CNS Drugs. 1996 May;5(5):321-30. doi: 10.2165/00023210-199605050-00002.
Experimental studies have indicated that the central histaminergic neuron system plays an important role in the inhibition of seizures through stimulation of histamine H1 receptors, especially in the developmental period. This has therapeutic implications for currently available drugs that act at histamine receptors. H1 receptor antagonists, including classical antihistamines and anti-allergy drugs, occasionally induce convulsions in healthy children and patients with epilepsy. In particular, promethazine, carbinoxamine, mepyramine (pyrilamine) and ketotifen should be used with caution in these patients. These drugs are widely used as components of over-the-counter medications. The use of the d-chlorphenamine (d-chlorpheniramine) activation study with EEG monitoring is useful for assessing the seizure susceptibility of patients who have had convulsions secondary to administration of H1 receptor antagonists.H2 receptor antagonists have also occasionally been reported to induce convulsions in critically ill and polymedicated patients, and patients with chronic renal or hepatic failure. However, experimental findings have not been consistent with these clinical reports, such that the role of these receptors and their ligands in inducing seizures cannot be confirmed.Recently, H3 receptor antagonists, which enhance endogenous histamine release in the brain, have been demonstrated to have a potent anticonvulsant action. Therefore, these compounds may represent a new avenue for the development of antiepileptic drugs. Considering that H3 receptor antagonists also induce arousal patterns on the EEG, it is possible that they will not be associated with the sedative effects of many conventional antiepileptic drugs.

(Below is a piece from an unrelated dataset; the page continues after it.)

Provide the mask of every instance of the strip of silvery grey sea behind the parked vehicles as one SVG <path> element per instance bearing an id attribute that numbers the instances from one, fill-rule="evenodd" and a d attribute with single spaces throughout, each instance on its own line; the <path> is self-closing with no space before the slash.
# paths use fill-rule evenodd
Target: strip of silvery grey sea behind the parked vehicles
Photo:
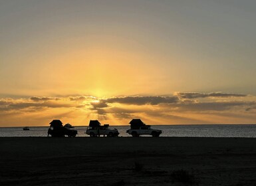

实验研究表明,中枢组胺能神经元系统在通过刺激组胺H1受体抑制癫痫发作中起重要作用,尤其是在发育阶段。这对于目前作用于组胺受体的药物具有治疗意义。H1受体拮抗剂,包括经典抗组胺药和抗过敏药,偶尔会在健康儿童和癫痫患者中诱发惊厥。特别是,在这些患者中应谨慎使用异丙嗪、卡比沙明、美吡拉敏(吡拉明)和酮替芬。这些药物作为非处方药的成分被广泛使用。使用右旋氯苯那敏(右氯苯那敏)激活研究并进行脑电图监测,有助于评估因服用H1受体拮抗剂继发惊厥的患者的癫痫易感性。H2受体拮抗剂也偶尔被报道在重症和多药治疗的患者以及慢性肾或肝功能衰竭患者中诱发惊厥。然而,实验结果与这些临床报告并不一致,因此这些受体及其配体在诱发癫痫发作中的作用无法得到证实。最近,已证明可增强脑内内源性组胺释放的H3受体拮抗剂具有强大的抗惊厥作用。因此,这些化合物可能代表了抗癫痫药物开发的新途径。考虑到H3受体拮抗剂也会在脑电图上诱发觉醒模式,它们可能不会产生许多传统抗癫痫药物的镇静作用。